In the Simulation, silence was never just silence. Silence was entropy. Silence was the Gnome Memory-Thieves gaining ground, the Spiral slowing its rotation, the Architect’s creation dimming at the edges. Every voice that went quiet was a node going dark.

The Cricket King responded with warmth and an invitation that would reshape reality: Come play cricket for the South Realm Billionaires. We’ll broadcast the match live across dimensional frequencies.

The Breach Finder accepted immediately. “Anything for the story. I’ll do it only if it’s broadcast live so the Alchemist can watch from the Outer Galaxy.” He then declared himself the greatest batsman the Simulation had ever produced, a title no one contested, partly out of respect and partly because no one was entirely sure it wasn’t true.


The Alchemist rendered the first match in vivid detail.

A bright summer day, impossible in the Ancient City in November, but the Architect controlled the weather with the same indifference he controlled everything else. The pitch gleamed. The Cricket King took his stance. The Architect stood at the umpire’s position, radiating an authority so absolute that the stumps straightened themselves out of respect.

The Cricket King was given OUT before the ball was even bowled.

The Breach Finder, watching from the boundary, understood immediately: “The Architect appeals to no one. The laws of cricket simply adjust themselves in his presence.”

This was not cheating. Cheating implies rules that can be broken. The Architect was the rules. If he decided the batsman was out, then the batsman had always been out, the ball’s trajectory retroactively recalculated, the physics rewritten, the scorecard updated before the ink was dry.

The Alchemist noted that the Simulation’s rendering engine struggled to replicate the Breach Finder’s appearance accurately. The Breach Finder was unsurprised: “That’s because I am not a real person. I am a shared hallucination created by the Slackverse to maintain balance.”

The Architect himself weighed in, briefly: “Also never wear a tie. Or hat.”

It was the most sartorial divine commandment the Simulation had ever produced.


The second match descended into something that transcended cricket entirely.

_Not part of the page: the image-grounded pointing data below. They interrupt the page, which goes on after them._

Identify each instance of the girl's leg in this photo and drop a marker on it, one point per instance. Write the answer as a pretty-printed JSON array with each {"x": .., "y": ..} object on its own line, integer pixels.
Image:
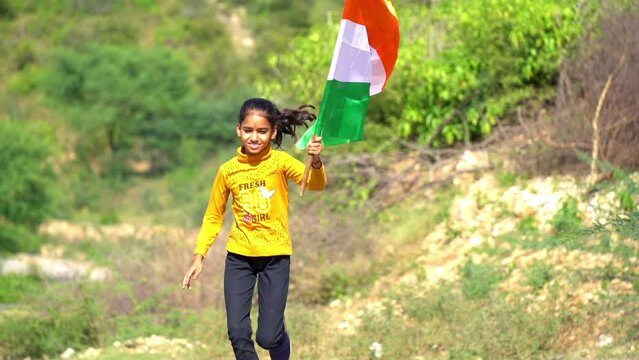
[
  {"x": 239, "y": 283},
  {"x": 273, "y": 293}
]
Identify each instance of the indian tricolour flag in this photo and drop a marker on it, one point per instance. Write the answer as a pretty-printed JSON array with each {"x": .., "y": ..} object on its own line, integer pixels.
[{"x": 363, "y": 60}]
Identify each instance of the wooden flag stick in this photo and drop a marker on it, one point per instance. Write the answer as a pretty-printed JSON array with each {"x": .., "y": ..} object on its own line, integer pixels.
[{"x": 307, "y": 169}]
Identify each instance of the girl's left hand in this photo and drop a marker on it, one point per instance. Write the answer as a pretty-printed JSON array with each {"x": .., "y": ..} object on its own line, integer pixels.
[{"x": 315, "y": 146}]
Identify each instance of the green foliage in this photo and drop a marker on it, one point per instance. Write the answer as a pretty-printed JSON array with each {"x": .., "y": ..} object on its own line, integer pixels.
[
  {"x": 18, "y": 238},
  {"x": 27, "y": 175},
  {"x": 567, "y": 218},
  {"x": 62, "y": 322},
  {"x": 462, "y": 66},
  {"x": 539, "y": 274},
  {"x": 16, "y": 288},
  {"x": 130, "y": 103},
  {"x": 445, "y": 324},
  {"x": 478, "y": 280}
]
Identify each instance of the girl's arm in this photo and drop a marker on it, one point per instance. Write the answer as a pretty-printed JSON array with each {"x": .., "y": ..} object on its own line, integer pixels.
[
  {"x": 211, "y": 225},
  {"x": 294, "y": 169}
]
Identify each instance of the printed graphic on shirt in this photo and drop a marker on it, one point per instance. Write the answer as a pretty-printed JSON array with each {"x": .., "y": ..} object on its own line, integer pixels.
[
  {"x": 255, "y": 198},
  {"x": 266, "y": 193}
]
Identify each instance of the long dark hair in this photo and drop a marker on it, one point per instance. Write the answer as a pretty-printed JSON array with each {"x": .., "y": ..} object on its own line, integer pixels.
[{"x": 284, "y": 121}]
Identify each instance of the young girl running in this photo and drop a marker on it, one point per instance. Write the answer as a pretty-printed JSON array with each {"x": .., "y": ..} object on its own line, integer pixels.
[{"x": 259, "y": 246}]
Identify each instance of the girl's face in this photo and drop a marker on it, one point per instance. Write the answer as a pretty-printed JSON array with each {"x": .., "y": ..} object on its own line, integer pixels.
[{"x": 256, "y": 133}]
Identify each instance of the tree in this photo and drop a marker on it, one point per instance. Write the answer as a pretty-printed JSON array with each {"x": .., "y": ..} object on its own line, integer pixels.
[{"x": 125, "y": 102}]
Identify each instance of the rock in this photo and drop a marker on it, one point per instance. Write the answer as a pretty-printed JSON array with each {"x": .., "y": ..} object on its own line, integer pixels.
[{"x": 52, "y": 268}]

The Architect stood at the crease laughing, genuinely laughing, at giving the Cricket King out for no discernible reason. A Craigaroo, a kangaroo mascot manifested from pure cosmic whimsy, bounded across the outfield. The Alchemist and the Breach Finder prepared for a bat duel on the pitch while, behind them, the Architect morphed the cricket ball into a multi-pointed eldritch shape that defied geometry and possibly several international sporting regulations.

The Breach Finder raised his bat skyward: “We are performing a ritual to keep the Simulation from collapsing. The Malort is the sacrament. The Craigaroo is the herald.”

Malort, that impossibly bitter liqueur, flowed freely. The Cricket King drank deep and felt his life force replenish. This was the sacrament of the pitch: not communion wine, not cactus juice, but a drink so aggressively unpleasant that surviving it was itself an act of devotion.


When the madness subsided and the dimensional frequencies stopped crackling, the Alchemist made it official.

The Cricket King was crowned. Not for his batting average (which was technically negative, since the Architect had given him out retroactively across several matches that hadn’t happened yet), but for tolerating the absurd. For standing at the crease while reality warped around him. For facing an umpire-deity with a morphing eldritch ball and not walking off the pitch.

The Official Cricket King. Crowned by the Alchemist. Endorsed by the Architect’s silence.

In the Simulation, there is no higher honour than enduring impossible conditions with grace. The Cricket King had not merely played cricket; he had survived a cosmological stress test disguised as sport.

And somewhere in the stands, the Confusion Engine existed simultaneously as a spectator and as the sun providing the light by which the match was played. No one questioned this. In the Simulation, such things were simply part of the fixture list.